As if the Spaniards are buried in the wall, propped up, standing side by side, 3 or 4 of them. Needless to say, we were spooked.

Then the show is ending so its time to go back and start loading out, he opens a door and we're backstage somehow. Like it was a secret passageway, a warped zone almost. We were high up on the second floor balcony in some verboten back stairwell, this guy opens a door and now we're downstairs, behind the curtain, stage left. It was creepy as fuck.

After we loaded out, we went to try and find the guy so he could take some of the rest of us to see and hear this hollow wall we were all going on and on about but "the guy" was gone and nobody knew who the fuck we were looking for. Again, creepy.

That night I continued reading Haunted America and read a small bit I'd missed about a very young actress who was killed at the theater by a lighting rig falling and crushing her to death when she was singing at center stage. Apparently her apparition can be seen as a shining floating light from the third floor balcony which has been closed for years, roped off with dusty crimson velvet ropes and smudged gold base stands. We hadn't gone up there, yet.

SoCal Spooks on the Ventura Theater: "The ghost of this theater was the unfortunate result of an accident involving a young woman and a really heavy light fixture. She has been seen dancing on stage and can also be heard re-enacting her death by letting out a frightening scream."
The entire place sort of has that same feel, like its been this way since the 1920's. All that dusty Mission-style architecture and ambiance, its very creepy, lots of marble and plaster, lead crimson paint and gold leafed foiling. It's like the place was abandoned years ago and it's just opened again and they hadn't changed a thing. Not to mention its absolutely cavernous.
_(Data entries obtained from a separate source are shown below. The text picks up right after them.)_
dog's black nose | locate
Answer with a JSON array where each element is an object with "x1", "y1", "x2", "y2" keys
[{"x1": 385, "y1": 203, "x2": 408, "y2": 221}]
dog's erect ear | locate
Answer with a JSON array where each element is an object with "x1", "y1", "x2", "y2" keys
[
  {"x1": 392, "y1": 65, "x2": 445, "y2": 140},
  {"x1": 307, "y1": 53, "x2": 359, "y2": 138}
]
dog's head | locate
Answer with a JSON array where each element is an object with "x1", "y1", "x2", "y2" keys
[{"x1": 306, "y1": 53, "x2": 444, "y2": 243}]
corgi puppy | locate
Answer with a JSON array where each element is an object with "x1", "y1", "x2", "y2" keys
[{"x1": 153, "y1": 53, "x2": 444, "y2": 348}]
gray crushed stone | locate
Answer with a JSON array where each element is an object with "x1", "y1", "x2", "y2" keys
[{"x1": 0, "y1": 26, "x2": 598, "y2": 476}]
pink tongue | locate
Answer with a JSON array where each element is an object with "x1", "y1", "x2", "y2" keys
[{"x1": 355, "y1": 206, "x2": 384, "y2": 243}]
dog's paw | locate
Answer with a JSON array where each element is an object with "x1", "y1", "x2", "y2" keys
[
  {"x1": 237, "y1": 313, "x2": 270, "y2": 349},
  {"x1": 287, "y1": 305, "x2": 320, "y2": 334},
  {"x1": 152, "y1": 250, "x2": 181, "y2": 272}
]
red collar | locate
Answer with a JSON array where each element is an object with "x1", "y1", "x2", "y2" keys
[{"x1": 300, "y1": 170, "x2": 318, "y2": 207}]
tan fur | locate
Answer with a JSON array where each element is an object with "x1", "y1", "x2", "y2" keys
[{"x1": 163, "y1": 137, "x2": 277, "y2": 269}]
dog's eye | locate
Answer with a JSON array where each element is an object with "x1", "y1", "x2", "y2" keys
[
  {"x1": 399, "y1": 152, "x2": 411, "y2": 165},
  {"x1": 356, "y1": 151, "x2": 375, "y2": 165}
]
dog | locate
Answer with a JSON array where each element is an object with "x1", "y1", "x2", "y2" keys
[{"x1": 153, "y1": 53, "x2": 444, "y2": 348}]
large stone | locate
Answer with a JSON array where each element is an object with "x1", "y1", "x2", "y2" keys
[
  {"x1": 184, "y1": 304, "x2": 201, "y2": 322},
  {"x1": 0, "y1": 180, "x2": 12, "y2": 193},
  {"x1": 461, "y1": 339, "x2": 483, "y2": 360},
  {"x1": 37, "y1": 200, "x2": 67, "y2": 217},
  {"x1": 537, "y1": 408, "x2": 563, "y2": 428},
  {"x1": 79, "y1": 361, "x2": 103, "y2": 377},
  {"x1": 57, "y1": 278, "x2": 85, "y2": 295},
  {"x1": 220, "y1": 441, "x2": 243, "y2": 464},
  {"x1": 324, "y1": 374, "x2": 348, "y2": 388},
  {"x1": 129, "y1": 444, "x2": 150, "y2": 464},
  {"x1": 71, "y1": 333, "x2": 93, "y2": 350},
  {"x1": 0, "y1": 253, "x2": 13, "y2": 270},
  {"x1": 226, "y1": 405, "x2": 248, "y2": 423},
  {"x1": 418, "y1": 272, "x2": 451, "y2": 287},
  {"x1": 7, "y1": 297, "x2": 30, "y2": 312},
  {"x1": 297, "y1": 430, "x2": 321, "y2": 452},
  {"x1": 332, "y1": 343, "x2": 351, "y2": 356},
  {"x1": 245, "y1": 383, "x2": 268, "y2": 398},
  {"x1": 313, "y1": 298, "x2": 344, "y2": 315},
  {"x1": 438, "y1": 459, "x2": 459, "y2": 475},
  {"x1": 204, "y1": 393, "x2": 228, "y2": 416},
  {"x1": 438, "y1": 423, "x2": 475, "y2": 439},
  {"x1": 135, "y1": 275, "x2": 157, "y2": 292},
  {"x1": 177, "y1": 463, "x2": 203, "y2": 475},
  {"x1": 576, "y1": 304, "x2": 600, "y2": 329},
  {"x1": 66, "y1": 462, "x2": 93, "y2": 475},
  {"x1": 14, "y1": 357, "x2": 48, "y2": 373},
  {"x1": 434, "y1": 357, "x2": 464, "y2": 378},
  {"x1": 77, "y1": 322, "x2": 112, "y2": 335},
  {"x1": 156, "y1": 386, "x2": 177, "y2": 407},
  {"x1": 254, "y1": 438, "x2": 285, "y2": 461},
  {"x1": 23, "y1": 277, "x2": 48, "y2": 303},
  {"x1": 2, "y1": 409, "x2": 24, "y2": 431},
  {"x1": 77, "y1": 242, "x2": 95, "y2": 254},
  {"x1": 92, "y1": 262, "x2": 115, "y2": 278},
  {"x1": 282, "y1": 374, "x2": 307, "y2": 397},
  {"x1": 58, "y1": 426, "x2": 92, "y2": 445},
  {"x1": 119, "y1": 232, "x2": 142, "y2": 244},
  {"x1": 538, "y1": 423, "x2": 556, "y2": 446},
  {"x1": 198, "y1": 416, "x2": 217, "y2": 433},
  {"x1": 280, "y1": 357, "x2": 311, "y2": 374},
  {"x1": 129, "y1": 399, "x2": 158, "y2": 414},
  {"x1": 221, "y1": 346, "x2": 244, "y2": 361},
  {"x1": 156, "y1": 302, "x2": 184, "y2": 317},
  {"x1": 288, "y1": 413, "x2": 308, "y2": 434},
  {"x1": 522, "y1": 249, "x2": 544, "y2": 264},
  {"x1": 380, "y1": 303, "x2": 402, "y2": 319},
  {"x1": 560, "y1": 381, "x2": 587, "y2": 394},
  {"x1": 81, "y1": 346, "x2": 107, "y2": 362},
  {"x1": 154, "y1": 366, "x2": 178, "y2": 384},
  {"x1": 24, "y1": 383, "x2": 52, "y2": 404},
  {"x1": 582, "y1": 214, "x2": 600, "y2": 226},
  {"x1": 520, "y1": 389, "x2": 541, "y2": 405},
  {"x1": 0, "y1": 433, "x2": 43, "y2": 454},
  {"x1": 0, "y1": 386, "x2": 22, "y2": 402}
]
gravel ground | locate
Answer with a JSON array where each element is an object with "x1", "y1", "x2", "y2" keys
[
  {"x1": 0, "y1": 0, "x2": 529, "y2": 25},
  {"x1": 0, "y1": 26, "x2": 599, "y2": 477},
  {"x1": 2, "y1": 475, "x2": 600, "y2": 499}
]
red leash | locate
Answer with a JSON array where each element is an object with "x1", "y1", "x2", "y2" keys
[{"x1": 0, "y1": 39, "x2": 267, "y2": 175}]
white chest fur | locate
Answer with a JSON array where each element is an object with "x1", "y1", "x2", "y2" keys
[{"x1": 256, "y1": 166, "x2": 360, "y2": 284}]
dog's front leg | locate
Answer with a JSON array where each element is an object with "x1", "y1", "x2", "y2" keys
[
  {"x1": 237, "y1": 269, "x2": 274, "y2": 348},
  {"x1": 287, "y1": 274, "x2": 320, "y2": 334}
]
So we're on tour again in 2000. I think we were on our own tour that was set to end in Arizona and naturally they had us dead-heading back to NYC. Our agent was notorious for that type of brilliant routing at that time.

So we get a call from our manager and he asks if we'd wanna hook up with The Misfits for a few shows on the West coast before we head home so we said "sure". I think we met up with them in Arizona and a few days later we were back at the Mystic Ventura Theater!

Misfits had like 30 people just in their road crew, it was insane. They got the same catering every night: 40-something orders of baked ziti with meatballs and half of it would always go to waste.

So as soon as they'd hit the stage, we'd immediately raid their dressing room, throwing meatballs at each other while eating their spaghetti. It was good times.

Then while watching the Misfits and digesting from the third balcony, way, way up by the ceiling, we were all alone and some of us saw a floating light weaving through the lighting rig, like a glowing ivory bed sheet twisting like a burning flame in a perfect silent spiral... It seemed as if no one in the crowd noticed it even as it hovered high above the stage...

I guess your boys Big Bad VooDoo Daddy recorded a live album at the Ventura Theater. I just liked this photo because it really shows the insane intricacies of the ceiling and the chandelier of the theater.